The levelised cost of rooftop and large-scale solar PV continued to rapidly decline in 2016, financial advisory and asset management firm Lazard has said.
In its annual report on the costs of electricity generation technologies, ‘LCOE 10.0’, the firm found that the costs for clean energy projects continue to decrease.
The analysis details that the cost of solar is falling faster than other forms of generation. Large-scale solar projects fell by 11% last year, and 85% since 2009, making solar competitive with natural gas power plants in some parts of the US – without even taking into account investment tax credits. Prices for 2016 sat between US$46 and US$61/MWh. This is the second consecutive year that Lazard has reported large-scale PV to be cheaper than any conventional energy source.

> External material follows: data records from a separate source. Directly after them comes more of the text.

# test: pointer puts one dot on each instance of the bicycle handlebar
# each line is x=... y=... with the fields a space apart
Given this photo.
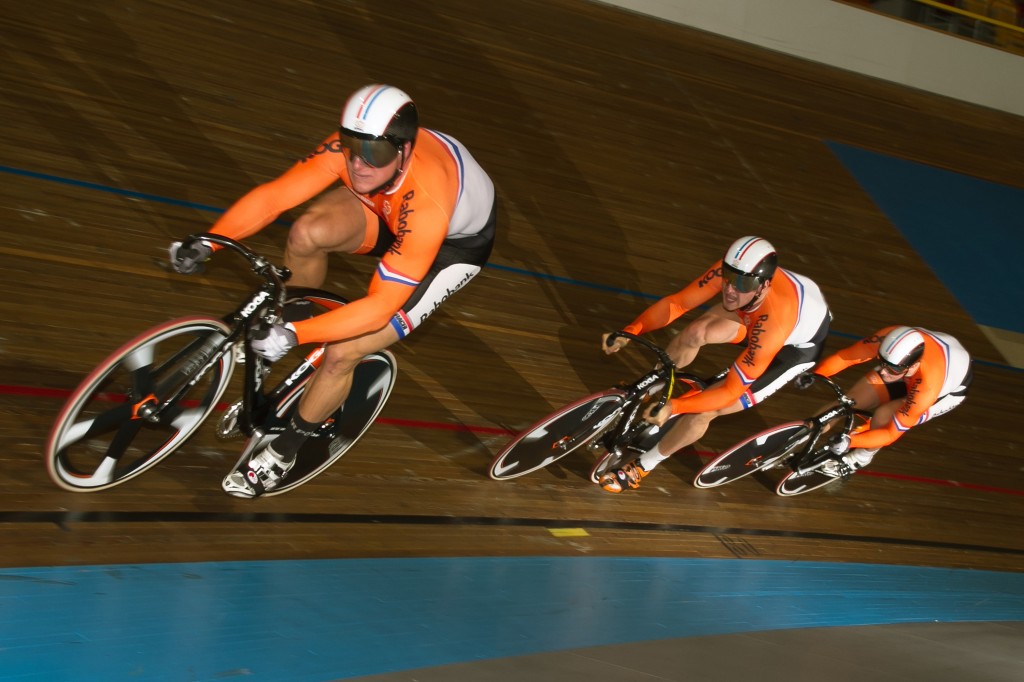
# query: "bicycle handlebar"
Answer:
x=259 y=264
x=662 y=355
x=840 y=393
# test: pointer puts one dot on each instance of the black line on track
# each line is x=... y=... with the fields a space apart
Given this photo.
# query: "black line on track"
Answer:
x=64 y=518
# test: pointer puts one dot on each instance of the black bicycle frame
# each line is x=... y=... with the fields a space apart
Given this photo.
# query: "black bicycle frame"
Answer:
x=810 y=457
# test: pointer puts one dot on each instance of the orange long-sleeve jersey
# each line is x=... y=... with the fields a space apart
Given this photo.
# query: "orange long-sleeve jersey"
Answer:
x=791 y=312
x=441 y=194
x=943 y=367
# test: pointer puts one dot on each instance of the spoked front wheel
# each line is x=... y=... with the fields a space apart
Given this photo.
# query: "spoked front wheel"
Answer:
x=101 y=436
x=758 y=452
x=558 y=434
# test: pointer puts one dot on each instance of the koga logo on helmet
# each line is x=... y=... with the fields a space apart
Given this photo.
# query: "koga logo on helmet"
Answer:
x=253 y=304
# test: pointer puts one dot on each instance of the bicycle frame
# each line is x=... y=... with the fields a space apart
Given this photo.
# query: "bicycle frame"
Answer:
x=264 y=304
x=811 y=456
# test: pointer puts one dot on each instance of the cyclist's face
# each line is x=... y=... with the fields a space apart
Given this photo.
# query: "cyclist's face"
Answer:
x=733 y=299
x=890 y=375
x=365 y=177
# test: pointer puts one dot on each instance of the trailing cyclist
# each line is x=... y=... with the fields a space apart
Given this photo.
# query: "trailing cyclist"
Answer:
x=413 y=197
x=780 y=316
x=919 y=376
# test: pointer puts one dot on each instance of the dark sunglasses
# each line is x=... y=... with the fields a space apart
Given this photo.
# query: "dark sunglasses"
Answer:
x=893 y=370
x=375 y=152
x=739 y=281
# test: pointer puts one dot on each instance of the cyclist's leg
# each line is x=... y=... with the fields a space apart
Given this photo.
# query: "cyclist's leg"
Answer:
x=337 y=222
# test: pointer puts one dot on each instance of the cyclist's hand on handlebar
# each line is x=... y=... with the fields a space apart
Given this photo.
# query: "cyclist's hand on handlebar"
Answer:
x=804 y=381
x=613 y=347
x=656 y=416
x=839 y=444
x=273 y=342
x=189 y=261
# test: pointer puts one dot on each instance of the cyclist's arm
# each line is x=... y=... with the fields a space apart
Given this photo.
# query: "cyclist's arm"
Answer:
x=263 y=204
x=399 y=272
x=753 y=361
x=671 y=307
x=923 y=391
x=864 y=350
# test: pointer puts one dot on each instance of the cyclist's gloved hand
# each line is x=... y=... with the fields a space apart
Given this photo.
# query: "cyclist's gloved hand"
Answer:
x=804 y=381
x=838 y=444
x=274 y=341
x=189 y=261
x=614 y=346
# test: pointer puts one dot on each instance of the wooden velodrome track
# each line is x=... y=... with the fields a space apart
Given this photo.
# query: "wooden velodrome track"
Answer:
x=627 y=154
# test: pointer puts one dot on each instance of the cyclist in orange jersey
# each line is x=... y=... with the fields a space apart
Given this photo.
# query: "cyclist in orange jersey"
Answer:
x=919 y=376
x=781 y=316
x=413 y=197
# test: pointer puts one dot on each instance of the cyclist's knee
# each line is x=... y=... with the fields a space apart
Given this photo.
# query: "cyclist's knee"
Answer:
x=340 y=358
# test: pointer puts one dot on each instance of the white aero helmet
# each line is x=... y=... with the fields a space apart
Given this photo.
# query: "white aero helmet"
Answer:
x=900 y=348
x=749 y=262
x=376 y=123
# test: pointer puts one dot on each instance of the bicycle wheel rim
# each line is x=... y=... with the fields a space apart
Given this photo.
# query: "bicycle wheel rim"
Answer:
x=535 y=449
x=754 y=454
x=96 y=442
x=372 y=384
x=794 y=483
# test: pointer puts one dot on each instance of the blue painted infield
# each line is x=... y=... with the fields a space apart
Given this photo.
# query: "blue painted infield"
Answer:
x=336 y=619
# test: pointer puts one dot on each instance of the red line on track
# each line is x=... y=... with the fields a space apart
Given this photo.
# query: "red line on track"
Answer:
x=33 y=391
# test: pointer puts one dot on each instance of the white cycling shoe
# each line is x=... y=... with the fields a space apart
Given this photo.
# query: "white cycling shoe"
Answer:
x=260 y=473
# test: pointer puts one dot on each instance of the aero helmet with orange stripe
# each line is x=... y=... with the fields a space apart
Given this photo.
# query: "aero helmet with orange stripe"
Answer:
x=376 y=123
x=900 y=348
x=749 y=262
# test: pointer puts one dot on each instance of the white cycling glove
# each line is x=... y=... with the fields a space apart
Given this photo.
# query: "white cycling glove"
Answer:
x=274 y=342
x=189 y=261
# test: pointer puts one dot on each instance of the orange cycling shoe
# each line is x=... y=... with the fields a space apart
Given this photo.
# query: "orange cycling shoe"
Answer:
x=629 y=476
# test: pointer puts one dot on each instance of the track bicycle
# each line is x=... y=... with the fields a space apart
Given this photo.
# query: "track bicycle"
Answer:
x=150 y=396
x=800 y=448
x=608 y=423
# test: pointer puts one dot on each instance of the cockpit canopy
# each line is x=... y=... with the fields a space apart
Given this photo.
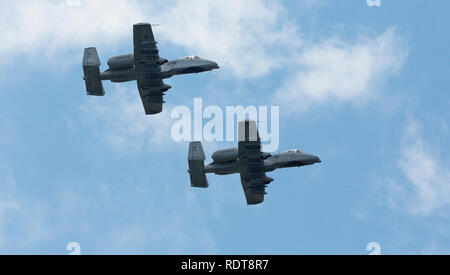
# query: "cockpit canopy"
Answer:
x=294 y=151
x=193 y=57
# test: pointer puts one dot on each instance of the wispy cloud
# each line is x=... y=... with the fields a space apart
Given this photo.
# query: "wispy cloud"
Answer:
x=118 y=119
x=426 y=188
x=249 y=38
x=337 y=71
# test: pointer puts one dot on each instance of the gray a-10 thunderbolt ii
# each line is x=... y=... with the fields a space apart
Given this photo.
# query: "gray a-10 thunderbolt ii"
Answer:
x=145 y=66
x=247 y=160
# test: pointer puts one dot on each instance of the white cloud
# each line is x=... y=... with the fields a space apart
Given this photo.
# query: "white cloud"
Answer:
x=426 y=190
x=119 y=120
x=337 y=71
x=249 y=37
x=51 y=28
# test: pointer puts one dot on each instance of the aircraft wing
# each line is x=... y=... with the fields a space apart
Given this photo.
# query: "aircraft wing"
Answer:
x=251 y=163
x=146 y=57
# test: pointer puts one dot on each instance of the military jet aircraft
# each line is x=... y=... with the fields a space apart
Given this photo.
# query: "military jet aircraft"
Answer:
x=248 y=160
x=144 y=65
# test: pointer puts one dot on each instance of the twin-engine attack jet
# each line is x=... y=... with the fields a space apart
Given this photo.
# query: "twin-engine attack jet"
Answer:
x=248 y=160
x=144 y=65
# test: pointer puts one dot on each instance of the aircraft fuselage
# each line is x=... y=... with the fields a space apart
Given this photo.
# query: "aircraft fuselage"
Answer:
x=187 y=65
x=271 y=163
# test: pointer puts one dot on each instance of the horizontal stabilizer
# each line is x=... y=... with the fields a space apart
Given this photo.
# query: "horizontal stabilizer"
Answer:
x=91 y=68
x=196 y=160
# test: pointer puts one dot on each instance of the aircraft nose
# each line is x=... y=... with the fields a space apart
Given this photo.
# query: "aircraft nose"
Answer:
x=212 y=65
x=215 y=65
x=317 y=159
x=313 y=159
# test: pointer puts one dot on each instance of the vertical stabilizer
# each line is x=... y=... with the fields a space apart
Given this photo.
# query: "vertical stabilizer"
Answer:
x=91 y=68
x=196 y=160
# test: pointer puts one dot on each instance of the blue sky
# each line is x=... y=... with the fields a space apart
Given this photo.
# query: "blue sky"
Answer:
x=365 y=88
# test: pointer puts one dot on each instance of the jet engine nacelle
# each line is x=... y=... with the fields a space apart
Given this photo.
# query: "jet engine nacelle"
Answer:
x=121 y=62
x=226 y=155
x=162 y=61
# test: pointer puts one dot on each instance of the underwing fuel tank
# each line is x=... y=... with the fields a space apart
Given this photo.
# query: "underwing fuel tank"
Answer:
x=226 y=155
x=121 y=62
x=126 y=61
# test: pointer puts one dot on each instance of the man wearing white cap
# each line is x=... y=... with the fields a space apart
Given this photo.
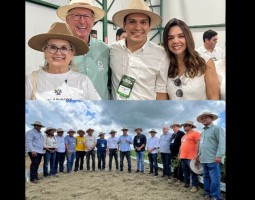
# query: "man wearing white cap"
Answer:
x=211 y=150
x=139 y=66
x=81 y=15
x=34 y=147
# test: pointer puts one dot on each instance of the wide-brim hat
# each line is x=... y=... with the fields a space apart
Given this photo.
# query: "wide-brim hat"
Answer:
x=196 y=166
x=49 y=128
x=37 y=123
x=113 y=131
x=71 y=130
x=214 y=117
x=152 y=131
x=175 y=124
x=59 y=130
x=136 y=6
x=81 y=131
x=189 y=123
x=100 y=133
x=124 y=128
x=90 y=129
x=138 y=128
x=58 y=30
x=63 y=10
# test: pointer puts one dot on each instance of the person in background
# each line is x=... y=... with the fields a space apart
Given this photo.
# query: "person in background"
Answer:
x=101 y=151
x=90 y=143
x=112 y=149
x=164 y=146
x=34 y=148
x=188 y=151
x=125 y=141
x=70 y=142
x=210 y=38
x=174 y=148
x=152 y=148
x=61 y=151
x=139 y=66
x=81 y=15
x=190 y=76
x=80 y=150
x=139 y=143
x=212 y=148
x=121 y=34
x=57 y=80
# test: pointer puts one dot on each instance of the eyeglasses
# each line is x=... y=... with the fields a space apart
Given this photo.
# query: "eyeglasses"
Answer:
x=53 y=49
x=179 y=92
x=76 y=17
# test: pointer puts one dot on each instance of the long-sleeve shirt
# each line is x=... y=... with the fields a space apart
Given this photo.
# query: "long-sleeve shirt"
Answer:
x=34 y=141
x=212 y=144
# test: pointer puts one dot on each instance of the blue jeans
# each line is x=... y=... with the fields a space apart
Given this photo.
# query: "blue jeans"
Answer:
x=49 y=157
x=211 y=176
x=153 y=159
x=69 y=161
x=127 y=154
x=59 y=162
x=101 y=157
x=35 y=162
x=166 y=161
x=187 y=171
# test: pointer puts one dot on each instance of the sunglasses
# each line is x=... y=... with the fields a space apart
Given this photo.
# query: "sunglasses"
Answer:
x=179 y=92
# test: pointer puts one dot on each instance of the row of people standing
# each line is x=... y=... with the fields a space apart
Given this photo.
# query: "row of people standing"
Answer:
x=132 y=69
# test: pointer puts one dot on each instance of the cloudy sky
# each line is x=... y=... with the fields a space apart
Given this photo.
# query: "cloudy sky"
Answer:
x=106 y=115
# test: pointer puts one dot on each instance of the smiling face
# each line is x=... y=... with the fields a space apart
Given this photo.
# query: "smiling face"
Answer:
x=59 y=59
x=176 y=40
x=137 y=27
x=81 y=21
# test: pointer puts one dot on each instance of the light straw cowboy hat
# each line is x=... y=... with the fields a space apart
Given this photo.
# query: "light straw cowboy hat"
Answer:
x=37 y=123
x=136 y=6
x=152 y=131
x=196 y=166
x=58 y=30
x=189 y=123
x=175 y=124
x=199 y=118
x=63 y=10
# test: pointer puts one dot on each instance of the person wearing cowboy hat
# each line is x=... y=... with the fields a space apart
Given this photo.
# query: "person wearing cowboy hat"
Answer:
x=144 y=64
x=61 y=151
x=174 y=147
x=188 y=151
x=211 y=150
x=70 y=142
x=81 y=16
x=124 y=142
x=57 y=80
x=90 y=143
x=101 y=151
x=80 y=150
x=165 y=153
x=112 y=149
x=50 y=146
x=152 y=148
x=34 y=147
x=139 y=143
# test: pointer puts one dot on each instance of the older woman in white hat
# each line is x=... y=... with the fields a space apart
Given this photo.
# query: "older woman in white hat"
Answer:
x=211 y=150
x=81 y=16
x=141 y=73
x=56 y=80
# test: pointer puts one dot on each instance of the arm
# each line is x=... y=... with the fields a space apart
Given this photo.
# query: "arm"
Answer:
x=211 y=81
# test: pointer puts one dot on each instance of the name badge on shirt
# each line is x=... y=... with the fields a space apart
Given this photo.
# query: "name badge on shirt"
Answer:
x=126 y=85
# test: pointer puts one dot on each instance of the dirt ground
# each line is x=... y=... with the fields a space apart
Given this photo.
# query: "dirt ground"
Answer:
x=107 y=185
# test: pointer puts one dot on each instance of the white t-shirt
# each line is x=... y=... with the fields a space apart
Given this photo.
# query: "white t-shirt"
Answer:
x=148 y=66
x=67 y=86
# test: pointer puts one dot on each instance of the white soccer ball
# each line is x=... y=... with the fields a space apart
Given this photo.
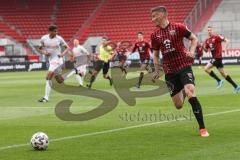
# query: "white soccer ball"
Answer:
x=39 y=141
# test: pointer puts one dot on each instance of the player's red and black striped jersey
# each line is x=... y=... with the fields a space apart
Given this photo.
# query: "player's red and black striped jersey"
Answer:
x=121 y=53
x=143 y=49
x=170 y=42
x=199 y=50
x=214 y=43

Rooftop PV fared even better; with costs down 26% in 2016, to US$138-US122/MWh, constituting the steepest cost decline out of any technology. However, Lazard noted that the overall yearly cost declines of alternative energy technologies were “less robust” than in previous years. Last year, utility-scale solar costs fell by 25% on average, while large-scale wind costs dropped 60% in 2015.
However, material declines in the price of systems components such as panels, inverters and racking etc. mean that wind and solar still remain increasingly cost-competitive with conventional generation technologies, and have been particularly so within the last seven years.
Overall, Lazard found that solar PV was competitive with gas and diesel-fuelled energy sources in many parts of the world due to high fuel costs, but could only be on par with the characteristics of conventional peaking technologies when paired with storage, due to its variable generation.
As has been seen, many industry participants are therefore starting to develop utility-scale wind and solar “plus storage” projects to ensure frequency regulation and consistent electricity flow into the grid that might not be possible through alternative energy sources alone.
Lazard asserts that for baseload generation in the future, advanced economies should combine existing conventional generation sources with alternative sources such as wind and solar for diverse generation methods.
The report concludes that cleaner sources of energy should be “complementary” to conventional generation technologies but are becoming increasingly prevalent through renewable portfolio standards (RPS) and emissions regulations.